XII

1K 33 72
                                    

Hrabina Katarzyna z ukłuciem żalu w sercu wspominała pobyt w Borowicach, ale z upływem tygodnia na nowo rozgorzała w niej energia, jaką poświęcić chciała, oddając się sztuce. Z wypiekami na twarzy przeglądała afisze teatralne, będących pod zarządem Warszawskich Teatrów Rządowych.

Tak podczas wspólnego śniadania, zaanonsowała Maciejowi, iż dzisiaj wybiorą się na popołudniowe przedstawienie do Teatru Letniego na „Dyanę", komedię obyczajową w czterech aktach autorstwa niejakiego Stanisława Kozłowskiego. Najpierw jednak Katy miała w planach udanie się do modystki po nowy kapelusz, z szerokim rondem, według najnowszej mody.

Ordynat, zgadzał się ostatnio na wszelakie kaprysy swej żony. Nie odmawiał jej funduszy na nowe utensylia stołowe, czy damski kostium, jaki sobie sprawiła, widząc, ile szczęścia dają jej te zbytki. Widok zadowolenia na twarzy Kateriny rozgrzewało mu serce, które coraz częściej i jemu okazywała, pozwalając się całować i zbliżać do siebie. Pan Borowski nie zważał przy tym nawet na gadaninę jego gospodyni, Pani Ofki, która uskarżała się, że hrabina lekceważąco zaczęła podchodzić do swych obowiązków pani domu, dając służbie zbytnią swobodę. Kucharkę poprosiła o stworzenie całotygodniowego jadłospisu, który na same słowo zatwierdziła, a dwie pokojówki oddała pod opiekę młodej, nieznajomej jej dziewczyny, którą z sobą przywiozła z borowickiego pałacu, ku jej niezadowoleniu. Te wkrótce trajkotać zaczęły podczas odkurzania jak na targu i to jeszcze wdając się w rozmowę z wielmożną panią.

- Idzie nowe, pani Zofio. Idzie nowe - skwitował Maciej tonem, który nie dał starej kobiecie pola do dalszej dyskusji.

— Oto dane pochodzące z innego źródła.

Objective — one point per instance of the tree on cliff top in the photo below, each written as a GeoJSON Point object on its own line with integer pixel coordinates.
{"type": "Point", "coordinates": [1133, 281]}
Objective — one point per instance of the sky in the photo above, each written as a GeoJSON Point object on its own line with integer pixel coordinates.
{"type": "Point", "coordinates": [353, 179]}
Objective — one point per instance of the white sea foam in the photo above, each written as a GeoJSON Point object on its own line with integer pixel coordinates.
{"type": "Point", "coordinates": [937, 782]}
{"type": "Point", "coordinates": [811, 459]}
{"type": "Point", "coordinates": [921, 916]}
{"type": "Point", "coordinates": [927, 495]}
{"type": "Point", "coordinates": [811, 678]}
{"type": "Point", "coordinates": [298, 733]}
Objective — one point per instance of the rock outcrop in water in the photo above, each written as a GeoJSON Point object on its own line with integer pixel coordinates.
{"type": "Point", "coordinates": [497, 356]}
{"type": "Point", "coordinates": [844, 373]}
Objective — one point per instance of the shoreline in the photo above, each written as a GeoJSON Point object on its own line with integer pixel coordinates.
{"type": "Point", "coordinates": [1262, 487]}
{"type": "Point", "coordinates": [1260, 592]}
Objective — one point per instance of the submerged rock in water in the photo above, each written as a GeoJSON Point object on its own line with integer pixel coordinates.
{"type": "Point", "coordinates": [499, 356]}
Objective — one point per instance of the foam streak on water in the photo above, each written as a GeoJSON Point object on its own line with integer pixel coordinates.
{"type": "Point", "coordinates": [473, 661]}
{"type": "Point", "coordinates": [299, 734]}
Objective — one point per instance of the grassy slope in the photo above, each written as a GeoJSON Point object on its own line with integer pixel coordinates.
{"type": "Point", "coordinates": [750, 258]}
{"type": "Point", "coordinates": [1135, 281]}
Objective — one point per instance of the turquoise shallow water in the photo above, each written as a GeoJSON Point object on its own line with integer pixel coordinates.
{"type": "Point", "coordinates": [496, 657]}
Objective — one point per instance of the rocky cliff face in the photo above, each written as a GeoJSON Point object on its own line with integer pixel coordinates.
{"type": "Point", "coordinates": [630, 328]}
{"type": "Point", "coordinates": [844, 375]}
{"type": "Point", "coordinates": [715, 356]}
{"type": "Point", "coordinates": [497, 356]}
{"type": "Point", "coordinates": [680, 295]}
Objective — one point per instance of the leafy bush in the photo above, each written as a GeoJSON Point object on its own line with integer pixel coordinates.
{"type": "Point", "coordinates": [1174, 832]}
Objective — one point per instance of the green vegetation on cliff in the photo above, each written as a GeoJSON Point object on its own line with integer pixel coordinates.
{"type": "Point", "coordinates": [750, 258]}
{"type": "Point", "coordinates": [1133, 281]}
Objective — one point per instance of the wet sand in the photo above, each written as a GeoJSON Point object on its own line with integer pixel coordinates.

Gospodyni przyjąć musiała, iż dla młodej pani jej doświadczenie przestało się liczyć, a dom hrabiostwa niedługo zacznie przypominać Sodomę i Gomorę, gdyż hrabia na wszelkie ekscesy swej żony się zgadzał. Jak na przykład postawienie w buduarze maszyny do pisania oraz założenie telefonu. Kobieta bała się już wystarczająco elektryczności, aby jeszcze na stare lata zacząć obcować z telekomunikacyjnym ustrojstwem?

- Wystarczy, że połączę się z centralą, prawda? - dopytała podekscytowanym tonem Katy, chwytając w dłoń słuchawkę aparatu Bella. - Nasz numer to dziewięćdziesiąt-czterdzieści?

- To nie zabawka, kochanie. Obiecaj mi, że będziesz go używać z rozsądkiem.

- Namówię papę na założenie telefonu na Alei Róż! - dodała jak egzaltowana panienka, odkładając ostrożnie słuchawkę na widełki. - Myślisz, Macieju, że się zgodzi? Na katedrze z pewnością mają telefon, a ja mogłabym rozmawiać z papą godzinami o nowej sztuce czy książce! Czyż to nie byłoby cudowne? I jakie wygodne!

Katy bardzo tęskniła za ojcem, jednocześnie bała się spotkania z dawno niewidzianą matką. Nie wiedziała, czy potrafiłaby jeszcze spojrzeć jej w oczy i powstrzymać żal, jaki do niej żywiła.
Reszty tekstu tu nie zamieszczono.